Two weeks ago (November 8, 2019), I had the opportunity to hear the author, S.C. Gwynne, speak about this book at a local bookstore. While I have at best a layman's interest in the Civil War, I was impressed with Gwynne's presentation, so much so that I put in a request with my neighborhood library to check out a copy of the book.
"HYMNS OF THE REPUBLIC: The Story of the Final Year of the American Civil War" provides an apt and well-written summation of the final year of the Civil War and how it impacted upon the nation (North and South) militarily, politically, economically, and on a psychological level. Gwynne also brings vividly to life the many personalities (military, civilian, and political) who played key and significant roles in a year - 1864 - that began with the appointment of Ulysses S. Grant (the hero of Vicksburg) as Lieutenant General in charge of the Army of the Potomac by President Lincoln, which initially gave the North much cause for optimism that the war could perhaps be won in a short time and thus, ensure Lincoln's re-election later in the year. But despite Grant's initial successes against the Army of Northern Virginia (commanded by Robert E. Lee), the war in the East ground into a virtual stalemate by the summer.
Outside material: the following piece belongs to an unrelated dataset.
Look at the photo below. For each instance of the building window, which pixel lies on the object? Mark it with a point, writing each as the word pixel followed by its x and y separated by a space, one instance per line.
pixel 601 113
As a result of these setbacks on the battlefield in 1864 (as evidenced by the Battles of the Wilderness, Spotsylvania Court House, and Cold Harbor), Lincoln's re-election prospects dimmed considerably. He felt certain that he was likely to be defeated in November by the Democratic candidate (George McClellan, the erstwhile commander of the Army of the Potomac til Lincoln relieved him of command late in 1862 because of McClellan's failure to mount an effective campaign against the Army of Northern Virginia throughout that year), leading to a likely truce between North and South resulting ultimately in the establishment of the Confederacy as an independent nation. But then the fortunes of war would tilt in the North's favor by the early autumn of 1864.
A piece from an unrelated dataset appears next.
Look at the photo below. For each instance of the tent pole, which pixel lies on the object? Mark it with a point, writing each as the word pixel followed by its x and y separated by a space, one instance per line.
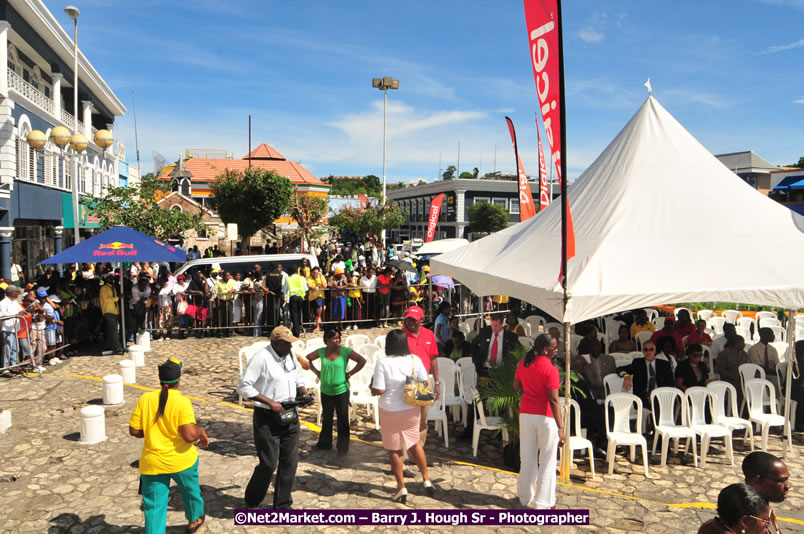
pixel 564 227
pixel 788 381
pixel 122 308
Gwynne has written a history that reads like a novel comparable in some ways to Thackeray's 'Vanity Fair' with its dramatic sweep. Thanks to him, I learned so much more about why the Civil War continues to resonate in the nation's psyche. After all, it was a conflict that changed us from seeing ourselves as 'the United States are' to 'the United States IS.' That is, as one singular nation of Americans.